The HDP version variable issue in MapReduce Jobs and Spark Jobs

author
Talend Documentation Team
EnrichVersion
6.5
EnrichProdName
Talend Big Data Platform
Talend Big Data
Talend Real-Time Big Data Platform
Talend Data Fabric
task
Design and Development > Designing Jobs > Job Frameworks > MapReduce
Design and Development > Designing Jobs > Hadoop distributions > Hortonworks
Design and Development > Designing Jobs > Job Frameworks > Spark Streaming
Design and Development > Designing Jobs > Job Frameworks > Spark Batch
EnrichPlatform
Talend Studio

Set up the hdp.version parameter to resolve the Hortonworks version issue

Hortonworks relies on the hdp.version environment variable in its configuration files to support its rolling upgrades. This can lead to a known issue when running Spark or MapReduce jobs in Talend Studio.
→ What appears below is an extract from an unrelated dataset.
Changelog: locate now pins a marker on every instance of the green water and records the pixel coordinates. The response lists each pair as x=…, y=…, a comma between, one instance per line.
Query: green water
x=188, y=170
The Studio retrieves these Hortonworks configuration files along with this hdp.version variable from a Hortonworks cluster. When you define the Hadoop connection in the Studio, the Studio generates a hadoop-conf-xxx.jar using these configuration files and adds this JAR file, thus along with this variable, to the classpath of your Job. This may lead to the following known issue:

[ERROR]: org.apache.spark.SparkContext - Error initializing SparkContext.
            org.apache.spark.SparkException: 
            hdp.version is not found,
            Please set HDP_VERSION=xxx in spark-env.sh,
            or set -Dhdp.version=xxx in spark.{driver|yarn.am}.extraJavaOptions
            or set SPARK_JAVA_OPTS="-Dhdp.verion=xxx" in spark-env.sh
            If you're running Spark under HDP.
            
            at org.apache.spark.deploy.yarn.Client.createContainerLaunchContext(Client.scala:999)
            at org.apache.spark.deploy.yarn.Client.submitApplication(Client.scala:171)
            at org.apache.spark.scheduler.cluster.YarnClientSchedulerBackend.start(YarnClientSchedulerBackend.scala:56)
            at org.apache.spark.scheduler.TaskSchedulerImpl.start(TaskSchedulerImpl.scala:156)
            at org.apache.spark.SparkContext.<init>(SparkContext.scala:509)
            at org.apache.spark.api.java.JavaSparkContext.<init>(JavaSparkContext.scala:58)
                    at dev_v6_001.test_hdp_1057_0_1.test_hdp_1057.runJobInTOS(test_hdp_1057.java:1454)
                    at dev_v6_001.test_hdp_1057_0_1.test_hdp_1057.main(test_hdp_1057.java:1341)
org.apache.spark.SparkException: Yarn application has already ended! It might have been killed or unable to launch application master.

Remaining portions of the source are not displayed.